SULTANE CORDOUE, QU’EST-CE QUE JE T’AIME ! (chanson populaire)

Depuis sa fondation jusqu’à nos jours, la belle ville de Cordoue, située dans le cœur de l’Andalousie, a trouvé dans le fleuve Guadalquivir une passerelle vers le reste du monde permettant sa diffusion culturelle et commerciale. Cordoue, capitale de la province homonyme, est la troisième plus grande ville de la région, frisant les 330.000 habitants. Toute la ville est parsemée de sculptures consacrées aux Cordouans les plus illustres, tels que Sénèque, Averroès, Maimonide, Abd Al-Rahmân I, Ibn Hazm et j’en passe…sans oublier le saint patron de Cordoue, Saint Raphaël.

Mai est le grand mois pour Cordoue, car il regroupe tous les événements culturels et sociaux les plus importants. Tout démarre avec la « Bataille des fleurs », un très drôle défilé où les participants, parés des costumes régionaux, lancent des œillets au public qui doit, à son tour, les relancer aux participants. Ensuite, on profite des Croix de Mai, fête pendant laquelle chaque place (petite ou grande) de la ville est décorée avec une grande croix faite de fleurs autour de laquelle les voisins placent des outils agricoles, de la céramique typique, des pots de fleurs débordants de couleur et…des comptoirs pour manger ! Après cette fête, c’est au tour des célèbres Concours des Patios et de Grillages et Balcons, d’authentiques spectacles visuels ! La festivité qui clôture le grand moi est la Feria de Notre Dame de la Santé, un autre clair exemple des animées foires d’été andalouses.
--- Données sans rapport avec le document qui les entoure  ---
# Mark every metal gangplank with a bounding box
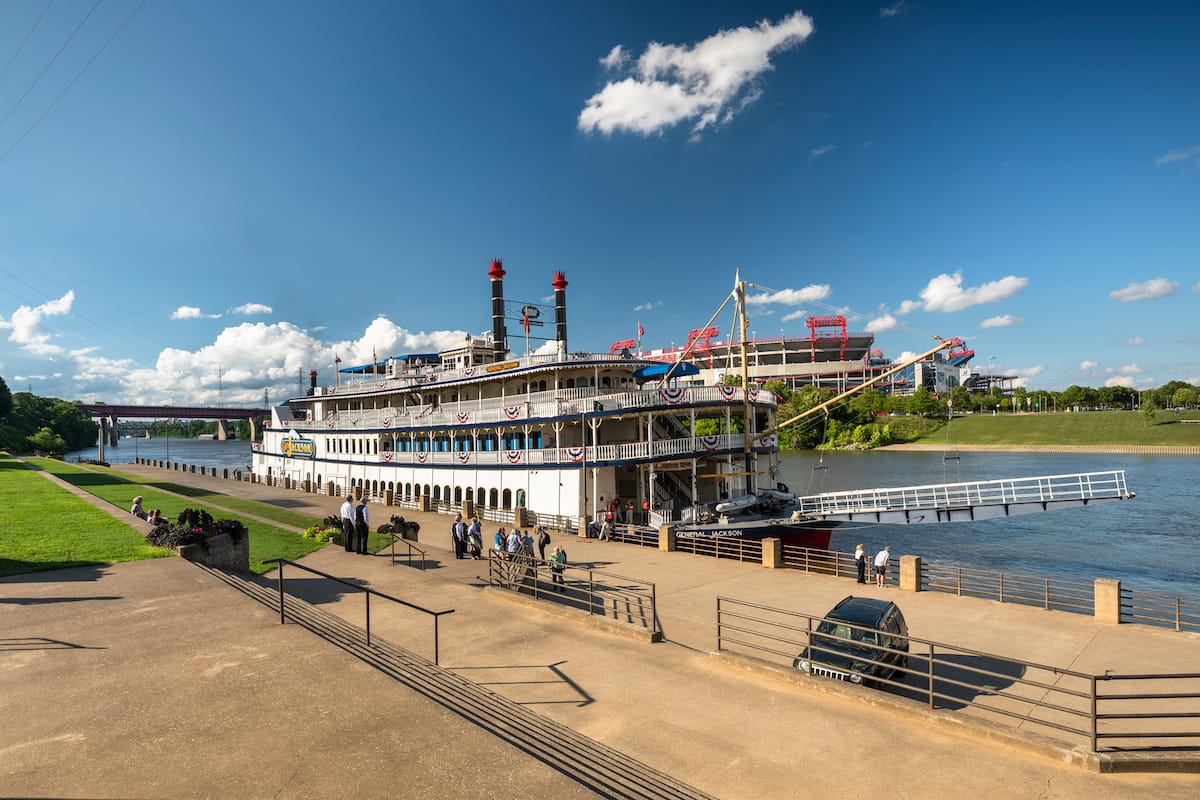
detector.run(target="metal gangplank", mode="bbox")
[793,469,1134,524]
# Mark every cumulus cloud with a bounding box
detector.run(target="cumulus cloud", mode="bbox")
[979,314,1021,327]
[229,302,275,317]
[577,11,814,139]
[170,306,221,319]
[866,314,900,333]
[898,271,1030,314]
[746,283,829,306]
[1109,278,1180,302]
[0,290,74,356]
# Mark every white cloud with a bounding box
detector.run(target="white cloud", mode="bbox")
[1109,278,1180,302]
[746,283,829,306]
[170,306,221,319]
[866,314,900,333]
[577,11,814,138]
[898,271,1030,314]
[979,314,1021,327]
[229,302,275,317]
[1154,144,1200,167]
[0,290,74,356]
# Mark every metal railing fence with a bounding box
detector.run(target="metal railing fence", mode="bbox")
[716,597,1200,752]
[263,559,455,663]
[487,551,661,633]
[1121,587,1200,632]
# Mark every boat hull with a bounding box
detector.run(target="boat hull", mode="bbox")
[676,518,838,549]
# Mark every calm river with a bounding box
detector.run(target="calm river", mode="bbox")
[68,439,1200,597]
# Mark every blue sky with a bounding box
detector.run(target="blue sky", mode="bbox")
[0,0,1200,404]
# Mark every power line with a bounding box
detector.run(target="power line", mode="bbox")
[0,0,54,80]
[0,0,102,134]
[0,0,146,163]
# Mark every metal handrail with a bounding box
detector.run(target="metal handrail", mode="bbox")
[487,549,660,633]
[263,559,455,664]
[388,534,426,572]
[716,596,1200,752]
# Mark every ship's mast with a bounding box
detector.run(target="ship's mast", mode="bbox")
[733,270,755,494]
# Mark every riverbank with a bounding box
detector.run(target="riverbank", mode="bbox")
[876,443,1200,456]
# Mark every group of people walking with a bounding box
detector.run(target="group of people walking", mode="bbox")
[341,495,371,555]
[854,545,892,589]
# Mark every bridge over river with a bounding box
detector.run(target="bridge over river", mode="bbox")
[79,403,271,446]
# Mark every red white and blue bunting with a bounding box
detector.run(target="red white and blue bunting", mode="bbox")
[659,386,688,405]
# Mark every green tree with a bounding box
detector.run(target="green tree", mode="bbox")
[28,428,67,456]
[0,375,12,422]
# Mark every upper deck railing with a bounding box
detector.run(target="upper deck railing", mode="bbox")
[284,386,776,431]
[798,470,1133,523]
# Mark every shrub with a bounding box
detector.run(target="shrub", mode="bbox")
[146,509,250,548]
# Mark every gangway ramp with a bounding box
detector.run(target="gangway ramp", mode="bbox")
[793,469,1135,525]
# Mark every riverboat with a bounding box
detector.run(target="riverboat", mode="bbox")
[252,260,1130,548]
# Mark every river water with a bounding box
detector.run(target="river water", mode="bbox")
[67,439,1200,597]
[781,450,1200,597]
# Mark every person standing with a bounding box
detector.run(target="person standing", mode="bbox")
[550,546,566,591]
[354,498,371,555]
[342,494,354,553]
[875,547,892,589]
[450,513,467,559]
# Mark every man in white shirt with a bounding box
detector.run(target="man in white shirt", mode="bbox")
[342,494,354,553]
[875,547,892,589]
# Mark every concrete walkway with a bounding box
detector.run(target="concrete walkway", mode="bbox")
[0,467,1200,800]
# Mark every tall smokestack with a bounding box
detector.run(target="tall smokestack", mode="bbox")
[487,258,509,361]
[550,272,566,357]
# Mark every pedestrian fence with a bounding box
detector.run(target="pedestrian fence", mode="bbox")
[716,597,1200,753]
[263,559,454,663]
[487,551,661,634]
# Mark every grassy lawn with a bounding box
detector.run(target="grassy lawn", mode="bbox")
[919,411,1200,446]
[0,453,173,576]
[21,458,324,575]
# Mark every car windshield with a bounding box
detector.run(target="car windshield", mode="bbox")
[814,620,880,646]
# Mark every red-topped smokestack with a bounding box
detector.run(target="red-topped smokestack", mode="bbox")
[550,272,566,354]
[487,258,509,361]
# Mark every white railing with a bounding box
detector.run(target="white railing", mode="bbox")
[307,386,775,431]
[797,470,1133,517]
[314,434,758,467]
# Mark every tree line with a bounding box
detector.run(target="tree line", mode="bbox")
[0,375,258,455]
[696,375,1200,450]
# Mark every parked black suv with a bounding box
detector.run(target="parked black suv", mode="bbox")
[792,595,908,686]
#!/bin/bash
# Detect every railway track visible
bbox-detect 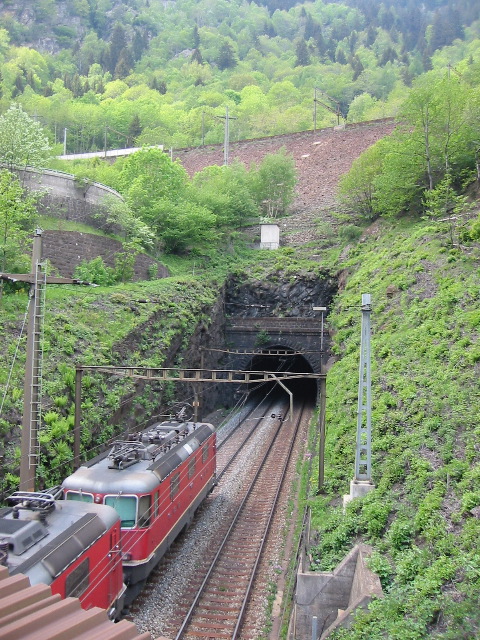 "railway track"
[175,400,302,640]
[129,401,310,640]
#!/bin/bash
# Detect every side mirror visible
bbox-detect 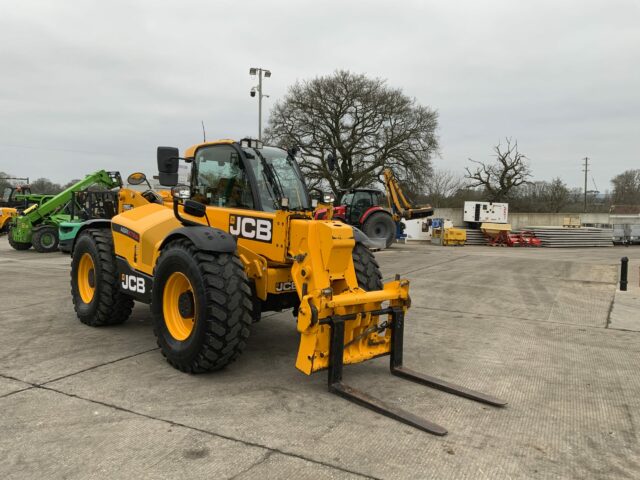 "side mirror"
[287,147,300,158]
[327,153,336,172]
[184,200,207,217]
[158,147,180,187]
[127,172,147,185]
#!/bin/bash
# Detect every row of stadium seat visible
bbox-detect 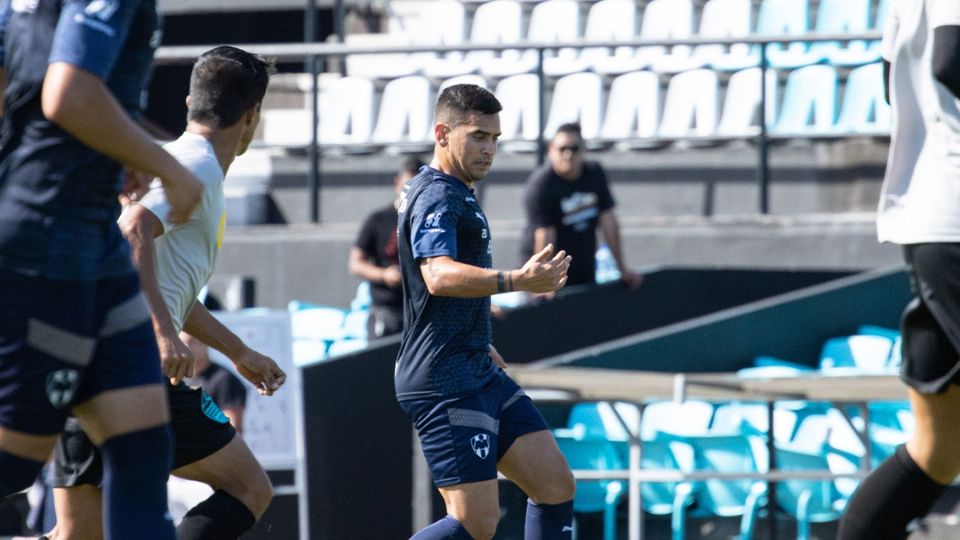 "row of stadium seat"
[263,63,890,151]
[346,0,886,80]
[555,326,913,539]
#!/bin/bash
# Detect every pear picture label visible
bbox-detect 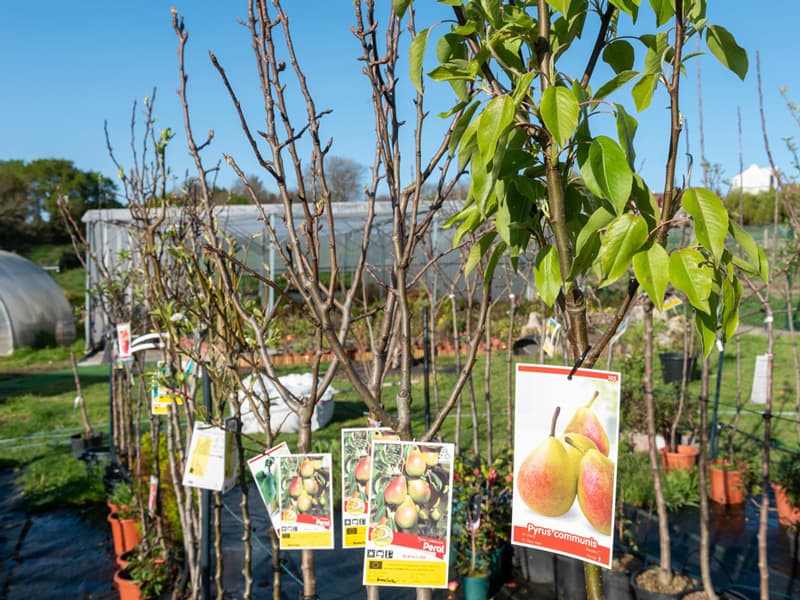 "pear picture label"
[273,453,333,549]
[364,437,455,588]
[247,442,292,537]
[511,364,620,567]
[342,427,398,548]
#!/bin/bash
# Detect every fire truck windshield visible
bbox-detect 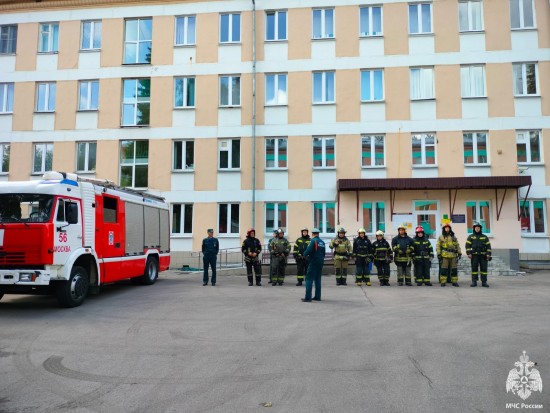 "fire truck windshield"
[0,194,53,224]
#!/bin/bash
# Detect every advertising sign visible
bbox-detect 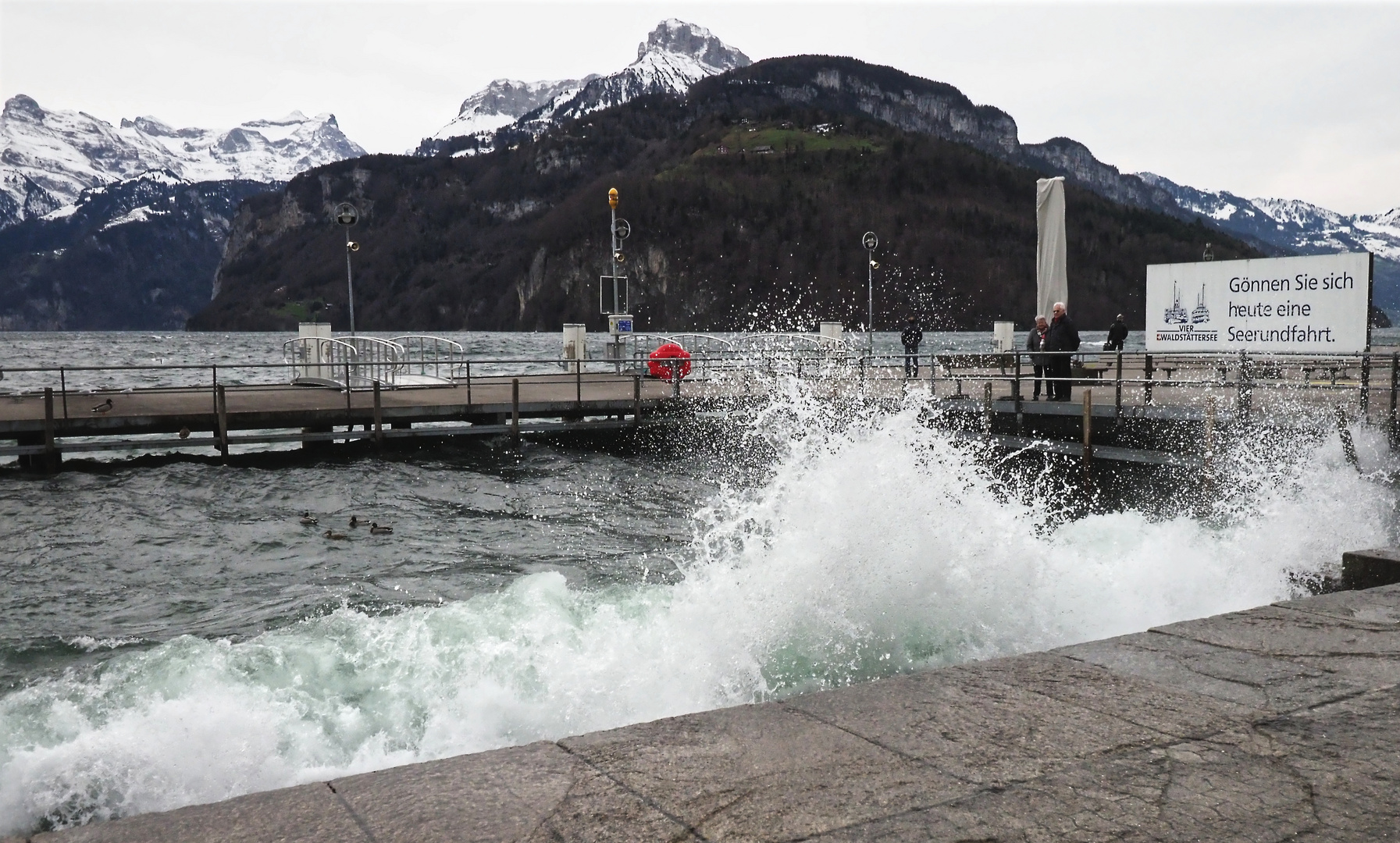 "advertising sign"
[1146,252,1370,354]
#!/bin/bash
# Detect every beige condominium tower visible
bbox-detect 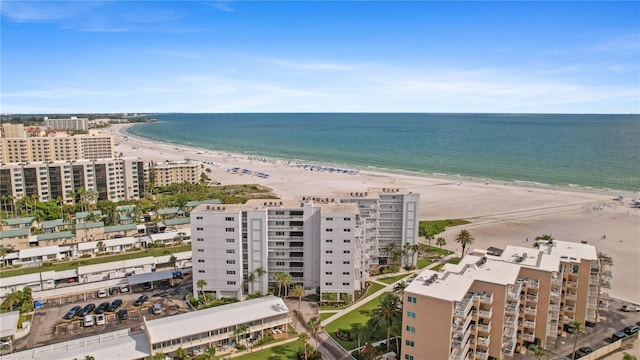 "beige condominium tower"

Les responsables de la première période de gloire de Cordoba furent les Romains (s. II av. J.-C), après l’avoir établie comme capitale de la Hispanie Ultérieur. Le commerce et la culture étaient florissants, en favorisant un grand enrichissement des infrastructures et des monuments. C’est ici que naquit le poète romain Lucano. Quelques témoins de cette époque sont le célèbre Pont Romain (du moins sa structure originale), quelques pans de muraille, le Temple Romain, le Théâtre Romain le plus grand de toute l’Hispanie, découvert sous le Musée Archéologique et Ethnologique de Cordoue, le Forum colonial, le Cirque romain…entre autres. Hélas, à la suite du transfert de la capitale de Corduba à Hispalis (actuellement Séville), celle-là subit une soudaine régression culturelle et économique qui se prolongea durant toute la période d’occupation wisigothique (s.VI-VIII).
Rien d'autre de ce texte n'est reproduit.